Alas, a similar result with the Gonzo Imperial Porter.
While it might be fun to report gonzo journalism lives and that I dove right into more whiskey and beer despite the bats flying through my house that had jumped off Steadman’s label amidst other paranoid ramblings, I concluded the inaugural whiskey and beer evening in favor of a second day’s sampling and a fresh palate.
Defiant, distilled in North Carolina by Blue Ridge Distillery, comes out of the same mountains that have been dominated for several centuries by Scotch-Irish distillers otherwise known as bootleggers. By creating a different way to distill it, this whiskey is made in the same spirit moonshiners often displayed. Defiant is made, surprisingly, without barrels. The influence of American oak comes from spirals of the wood used during the aging process in modern stainless steel tanks. It has been judged to be one of the most bourbon-like single malts made in the U.S.
The Day 2 tasting began with a trip to a neighborhood store, which yielded a bottle of Innis & Gunn Original as well as Lagunitas IPA.
A stab at making a complementary choice for the Defiant, the Innis & Gunn Original was one of the primogenitors of the movement to match beer with bourbon barrels. When paired with Defiant, the intense, flavorful whiskey highlighted the beer’s sweet vanilla notes, but otherwise, the beer and whiskey didn’t quite connect.
About this time, there seemed to be a pattern developing. I realized what was happening with each of the whiskeys and all of the pairings. Pairing the two alcohol types emphasizes retronasal tasting due to the volatized nature of whiskey, whose aromas are easily exhaled from the throat after a sip. A lesser known fact of life, retronasal tasting is something I first came across in Jeff Alworth’s recently released book The Beer Bible.

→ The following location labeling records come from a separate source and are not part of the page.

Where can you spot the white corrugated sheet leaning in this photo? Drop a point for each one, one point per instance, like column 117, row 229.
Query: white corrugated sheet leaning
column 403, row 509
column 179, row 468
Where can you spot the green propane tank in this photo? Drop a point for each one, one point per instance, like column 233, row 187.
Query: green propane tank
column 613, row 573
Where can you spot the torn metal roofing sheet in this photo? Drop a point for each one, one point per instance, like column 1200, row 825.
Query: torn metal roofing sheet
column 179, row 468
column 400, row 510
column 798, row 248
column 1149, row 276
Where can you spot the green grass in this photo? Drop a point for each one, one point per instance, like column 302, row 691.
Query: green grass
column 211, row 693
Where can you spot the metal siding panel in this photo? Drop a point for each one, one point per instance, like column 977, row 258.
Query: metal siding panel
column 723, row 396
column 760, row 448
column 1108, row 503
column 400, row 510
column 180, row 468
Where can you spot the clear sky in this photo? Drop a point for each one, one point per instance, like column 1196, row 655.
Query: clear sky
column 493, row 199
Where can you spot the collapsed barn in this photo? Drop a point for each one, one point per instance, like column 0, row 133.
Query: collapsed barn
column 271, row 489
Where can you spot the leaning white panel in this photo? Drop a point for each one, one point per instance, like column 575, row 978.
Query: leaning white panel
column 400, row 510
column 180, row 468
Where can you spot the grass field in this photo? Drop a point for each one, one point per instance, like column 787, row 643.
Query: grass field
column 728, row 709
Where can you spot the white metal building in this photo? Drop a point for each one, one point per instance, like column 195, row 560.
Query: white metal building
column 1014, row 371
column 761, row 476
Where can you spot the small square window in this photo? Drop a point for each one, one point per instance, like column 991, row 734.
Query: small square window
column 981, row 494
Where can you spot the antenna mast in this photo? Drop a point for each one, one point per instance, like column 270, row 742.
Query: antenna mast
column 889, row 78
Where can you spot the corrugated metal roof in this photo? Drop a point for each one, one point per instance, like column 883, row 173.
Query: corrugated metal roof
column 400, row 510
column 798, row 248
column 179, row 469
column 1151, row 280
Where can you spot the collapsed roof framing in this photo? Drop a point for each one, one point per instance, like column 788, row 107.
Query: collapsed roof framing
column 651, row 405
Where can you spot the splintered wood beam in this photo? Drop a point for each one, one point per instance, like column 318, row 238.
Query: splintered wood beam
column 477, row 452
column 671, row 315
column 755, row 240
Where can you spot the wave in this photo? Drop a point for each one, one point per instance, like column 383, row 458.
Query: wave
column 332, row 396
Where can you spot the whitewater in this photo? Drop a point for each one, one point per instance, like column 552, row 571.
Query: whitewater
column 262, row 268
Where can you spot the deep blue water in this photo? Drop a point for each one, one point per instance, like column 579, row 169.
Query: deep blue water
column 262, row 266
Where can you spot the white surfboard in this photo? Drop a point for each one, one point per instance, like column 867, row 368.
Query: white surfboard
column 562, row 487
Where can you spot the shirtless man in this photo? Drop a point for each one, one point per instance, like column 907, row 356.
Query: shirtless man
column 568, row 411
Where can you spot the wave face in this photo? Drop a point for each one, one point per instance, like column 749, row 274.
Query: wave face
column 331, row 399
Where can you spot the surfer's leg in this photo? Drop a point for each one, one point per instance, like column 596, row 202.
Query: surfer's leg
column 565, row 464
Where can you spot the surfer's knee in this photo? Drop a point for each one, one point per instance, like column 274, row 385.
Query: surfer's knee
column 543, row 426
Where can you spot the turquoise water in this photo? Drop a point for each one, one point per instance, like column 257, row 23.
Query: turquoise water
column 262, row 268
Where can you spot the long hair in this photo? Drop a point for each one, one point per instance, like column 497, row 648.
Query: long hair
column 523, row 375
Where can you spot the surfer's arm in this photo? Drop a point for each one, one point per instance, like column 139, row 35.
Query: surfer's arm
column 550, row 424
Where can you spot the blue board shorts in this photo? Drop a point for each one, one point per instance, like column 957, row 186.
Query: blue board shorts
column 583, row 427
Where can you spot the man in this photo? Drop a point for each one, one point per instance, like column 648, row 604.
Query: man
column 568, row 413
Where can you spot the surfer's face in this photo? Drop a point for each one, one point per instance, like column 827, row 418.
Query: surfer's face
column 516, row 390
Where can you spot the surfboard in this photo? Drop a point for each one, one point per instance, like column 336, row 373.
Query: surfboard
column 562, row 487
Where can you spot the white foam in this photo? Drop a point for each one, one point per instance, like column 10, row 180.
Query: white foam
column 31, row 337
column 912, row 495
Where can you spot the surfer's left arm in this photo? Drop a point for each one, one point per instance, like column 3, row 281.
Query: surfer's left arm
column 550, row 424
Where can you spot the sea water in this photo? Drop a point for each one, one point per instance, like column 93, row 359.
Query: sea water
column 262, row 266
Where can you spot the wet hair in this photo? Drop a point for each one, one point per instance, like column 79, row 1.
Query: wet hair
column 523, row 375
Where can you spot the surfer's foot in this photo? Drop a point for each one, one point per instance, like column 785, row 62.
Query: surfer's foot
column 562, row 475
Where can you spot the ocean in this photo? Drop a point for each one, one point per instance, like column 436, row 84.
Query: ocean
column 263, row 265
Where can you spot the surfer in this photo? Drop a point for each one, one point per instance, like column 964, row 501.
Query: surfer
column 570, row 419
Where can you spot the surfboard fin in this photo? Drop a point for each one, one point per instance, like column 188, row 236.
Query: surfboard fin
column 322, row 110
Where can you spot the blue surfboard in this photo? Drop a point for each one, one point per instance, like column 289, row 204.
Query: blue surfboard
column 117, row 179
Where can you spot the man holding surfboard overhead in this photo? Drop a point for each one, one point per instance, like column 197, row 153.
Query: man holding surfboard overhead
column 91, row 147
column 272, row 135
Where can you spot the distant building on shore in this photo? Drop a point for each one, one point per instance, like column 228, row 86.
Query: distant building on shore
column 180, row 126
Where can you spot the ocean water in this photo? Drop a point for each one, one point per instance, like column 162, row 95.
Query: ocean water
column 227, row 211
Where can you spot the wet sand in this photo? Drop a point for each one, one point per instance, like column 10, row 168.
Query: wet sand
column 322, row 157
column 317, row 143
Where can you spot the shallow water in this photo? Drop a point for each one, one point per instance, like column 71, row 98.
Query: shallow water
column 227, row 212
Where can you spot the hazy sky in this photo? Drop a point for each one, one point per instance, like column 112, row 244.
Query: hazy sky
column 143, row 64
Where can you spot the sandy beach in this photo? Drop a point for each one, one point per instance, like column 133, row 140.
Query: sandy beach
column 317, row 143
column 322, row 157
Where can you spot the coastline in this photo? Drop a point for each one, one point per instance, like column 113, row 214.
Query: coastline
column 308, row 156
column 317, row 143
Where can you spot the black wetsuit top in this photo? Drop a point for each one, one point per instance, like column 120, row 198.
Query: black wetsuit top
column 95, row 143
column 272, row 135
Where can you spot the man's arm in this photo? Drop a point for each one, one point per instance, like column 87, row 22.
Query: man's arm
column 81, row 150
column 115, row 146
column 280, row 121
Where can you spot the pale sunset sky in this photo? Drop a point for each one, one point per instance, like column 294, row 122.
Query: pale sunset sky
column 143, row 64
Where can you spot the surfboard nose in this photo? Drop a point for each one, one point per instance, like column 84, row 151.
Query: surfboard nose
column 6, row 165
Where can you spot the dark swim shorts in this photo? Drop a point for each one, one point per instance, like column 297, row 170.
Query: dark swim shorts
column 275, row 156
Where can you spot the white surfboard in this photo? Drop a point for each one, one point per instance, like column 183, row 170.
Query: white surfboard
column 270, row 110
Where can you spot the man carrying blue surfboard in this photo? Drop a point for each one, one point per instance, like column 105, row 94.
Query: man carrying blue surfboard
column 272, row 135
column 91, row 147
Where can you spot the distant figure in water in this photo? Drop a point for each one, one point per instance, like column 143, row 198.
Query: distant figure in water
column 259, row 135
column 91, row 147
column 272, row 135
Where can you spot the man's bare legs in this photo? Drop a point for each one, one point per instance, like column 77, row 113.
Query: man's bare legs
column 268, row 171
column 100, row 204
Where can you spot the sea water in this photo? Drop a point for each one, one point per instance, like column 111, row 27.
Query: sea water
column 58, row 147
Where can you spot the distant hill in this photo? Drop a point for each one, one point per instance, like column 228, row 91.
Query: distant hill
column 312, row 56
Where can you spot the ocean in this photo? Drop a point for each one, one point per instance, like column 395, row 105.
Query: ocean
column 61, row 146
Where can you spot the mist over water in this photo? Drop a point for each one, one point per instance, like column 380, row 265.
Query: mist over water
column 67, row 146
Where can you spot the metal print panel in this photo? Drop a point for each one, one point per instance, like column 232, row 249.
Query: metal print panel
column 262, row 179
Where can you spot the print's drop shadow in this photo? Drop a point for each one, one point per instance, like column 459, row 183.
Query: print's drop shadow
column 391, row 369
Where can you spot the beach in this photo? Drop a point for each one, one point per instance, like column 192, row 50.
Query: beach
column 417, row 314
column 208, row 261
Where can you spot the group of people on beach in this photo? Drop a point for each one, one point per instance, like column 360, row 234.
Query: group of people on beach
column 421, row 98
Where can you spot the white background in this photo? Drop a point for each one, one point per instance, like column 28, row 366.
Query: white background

Alworth’s research is exacting and impeccable. In the case of explaining retronasal taste, he combined standard research on the nature of taste, which includes the limitations of the tongue, as well as insights from brewers who are charged with tasting beer daily and maintaining consistency. What Alworth confirmed was that the tasting of any flavor occurs most noticeably when the aromas come through the nose via the opening at the back of the throat, hence the phrase retronasal.
These retronasal “scents are always detected in the presence of the tongue’s taste,” writes Alworth. “That fusion may be why we are so easily fooled to think ‘flavor’ is something our taste buds sense. Yet, in most cases, when we say ‘taste,’ we mean the overall flavor of something, and when we say ‘flavor,’ we largely mean retronasal smell.”